A pearl is, after all, just a pearl and anything she saw beyond that was probably just lonliness. She thought it looked sad when it was lead away, but that's not possible. It was all in her head.
…..
Communal
It could be worse. She'd thought she was destined for the barracks. She had given away many memories in preparation.
Instead, five Peridots had pooled their money and picked her out of a line-up because...
"That one's green! We like green, right?"
She was hustled back to their quarters, a set of small adjoining rooms with rest pods set into the floor for efficiency. They left her sitting in the rest pod as they made out a very specific, very thorough schedule for which one got to keep her in their room on different cycles. Then they squabbled for nearly half a cycle on who got to take her first.

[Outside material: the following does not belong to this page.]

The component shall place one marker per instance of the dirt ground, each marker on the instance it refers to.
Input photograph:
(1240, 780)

Their arguments (and she witnessed them very often) were shrill, full of out-of-context insults and usually over very quickly. Sometimes they collapsed into physical violence but never past the level of some jerky slapping and a few clumsy kicks. It truly felt like a good chunk of her existence was taken up by silently watching them fight over her.

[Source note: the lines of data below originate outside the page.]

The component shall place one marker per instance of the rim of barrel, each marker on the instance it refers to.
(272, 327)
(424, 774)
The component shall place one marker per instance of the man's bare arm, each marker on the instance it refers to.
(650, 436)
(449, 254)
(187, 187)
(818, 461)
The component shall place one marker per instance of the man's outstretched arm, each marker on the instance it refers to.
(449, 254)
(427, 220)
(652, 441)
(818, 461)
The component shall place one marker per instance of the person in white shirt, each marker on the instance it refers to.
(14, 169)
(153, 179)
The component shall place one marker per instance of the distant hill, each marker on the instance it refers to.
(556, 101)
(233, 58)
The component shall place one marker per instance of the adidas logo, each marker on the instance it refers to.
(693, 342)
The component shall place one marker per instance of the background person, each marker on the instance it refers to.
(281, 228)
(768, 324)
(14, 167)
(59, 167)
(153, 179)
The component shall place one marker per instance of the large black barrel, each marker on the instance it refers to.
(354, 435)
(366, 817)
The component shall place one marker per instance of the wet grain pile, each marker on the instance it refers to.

Peridot 17-X wanted to stay in the rest pod with her during their cycle, but never asked her for anything beyond a cuddle. She liked the pearl to massage the setting around her gem for some reason, too. Afterwards she would brag about just how much sex they'd had and pearl would go along with the lie with a small nod.
Peridot 22-X used up the time on her production line coming up with new theories and ideas that she would furiously sketch on holo-screens for most of their cycle. She ran the math through pearl's inner processor and formed simulations with her holo-form. Then, having worn herself out, she would have pearl tuck her into her rest pod and leave her to tidy up the mess.
Peridot 24-X didn't speak much, but brought scraps from the assembly line to see what could be done with them. She asked pearl mostly to hold things in place while she soldered them together, or cut them into strips to weave into something. If the result was of no use but looked quite nice, she gave it to pearl to keep. Over time she amassed a collection.
Peridot 31-X liked music, though she wouldn't admit it to another Peridot, and she asked pearl to sing to her in the rest pod, as it was soundproof and nobody would hear. Sometimes she brought up a holo-screened concert and mimed playing the symphonaria though she knew she'd never get to touch one.
Peridot 35-X just wanted someone to talk to. She would talk for their entire cycle together, in the rest pod, voicing things she'd never say to another gem. Things about how much she hated the assembly line, things about the Diamond Authority that would be deemed traitorous. She talked about how scared she felt all the time, but she couldn't say what it was that she was scared of, and that just frightened her more.
Once, in preparation for a Diopside race, the Peridots invited a similar group of three Peridots over with their pearl so they could combine their holo-screens to get a better view of the casted race. As soon as the Peridots had chosen a place to view the race and gotten the pearls into position beside each other, they began to squabble.
"You can't use an ion spear, it'll crack her gem," Peridot 17-X snapped, knocking the spear out of the stranger Peridot's hand.
"You get a better signal this way, I've done it loads," the stranger Peridot growled.
"So then do it to your one, this is our one," Peridot 22-X yelled and pushed her.
As they devolved into a scrappy bundle of shrieks and shoving, the pearls talked with their hands and eyes.
Are you doing well?
I am quite well. Are you well?
I believe I am. They are very good to me.
It was true. The nothing had little to scramble when it did hit, and every cycle was much the same with no awful surprises. What pearl could ask for more?